According to the present invention, in the processing unit of the processing means,
Read the corresponding fixed number of bits of image data and read
The image data of a certain number of bits that have been
Reduced by image processing and reduced image data
Data of a predetermined number of adjacent bits
Image data is combined, and the reduced image data
Sequentially extract reduced image data of a certain number of bits from the data
Use of a device dedicated to image processing.
Image data can be reduced at high speed using a general-purpose CPU
Can be processed.

[Brief description of the drawings]

FIG. 1 is a functional block diagram of the present invention.

FIG. 2 is a system configuration diagram of an embodiment.

FIGS. 3A to 3C show images before and after image data reduction processing.

FIGS. 4A and 4B are diagrams before and after reduction of 16-bit data of a processing unit.

FIG. 5 is a diagram illustrating a shift of a combining process.
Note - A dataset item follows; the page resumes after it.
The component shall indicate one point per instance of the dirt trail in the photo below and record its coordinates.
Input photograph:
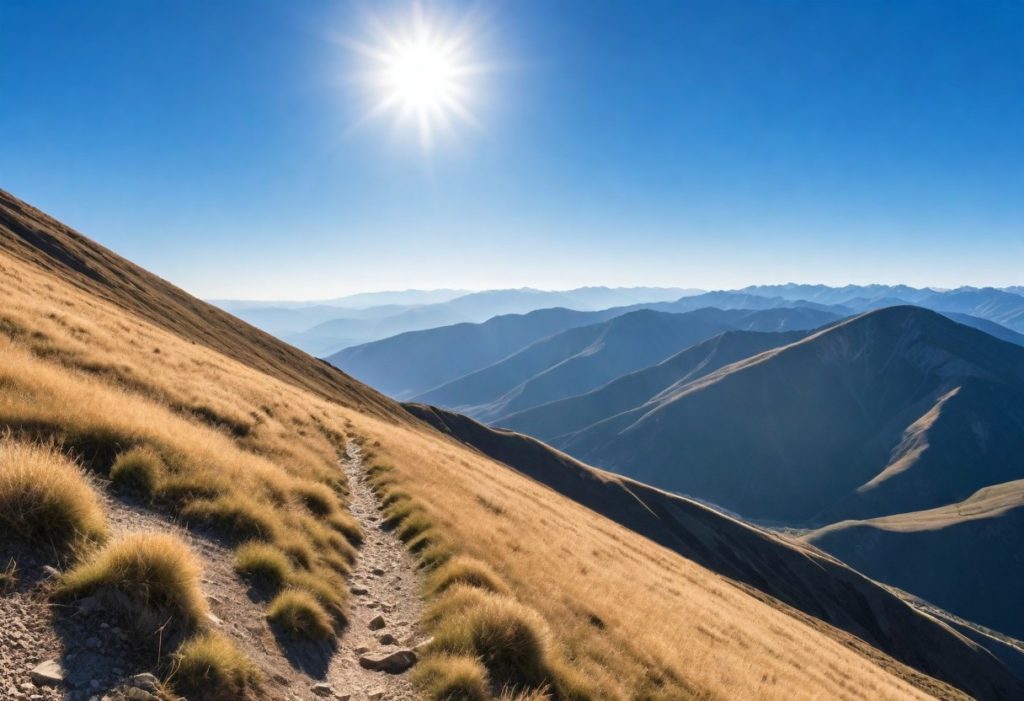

FIG. 6 is a processing flowchart of an embodiment.

[Explanation of symbols]

 1 Reduction means 2 Coupling means

Claims (1)

(57) [Claims] 1. A data processing unit for performing data processing in a predetermined processing unit.
And management means, storage means for storing image data, one corresponding from the storage means in the processing units of the processing means
Reading means for reading image data having a fixed number of bits, and image data having a certain number of bits read by the reading means.
Predetermined data by the data processing of the processing means.
And reduction means for reducing the bets of a reduction image data, One to reduced image data reduced by the reducing means
And the reduced image data of a predetermined number of adjacent bits
Data from the combined reduced image data
Combined hand that sequentially extracts reduced image data with a fixed number of bits
Image data reduction apparatus characterized by comprising a stage, a.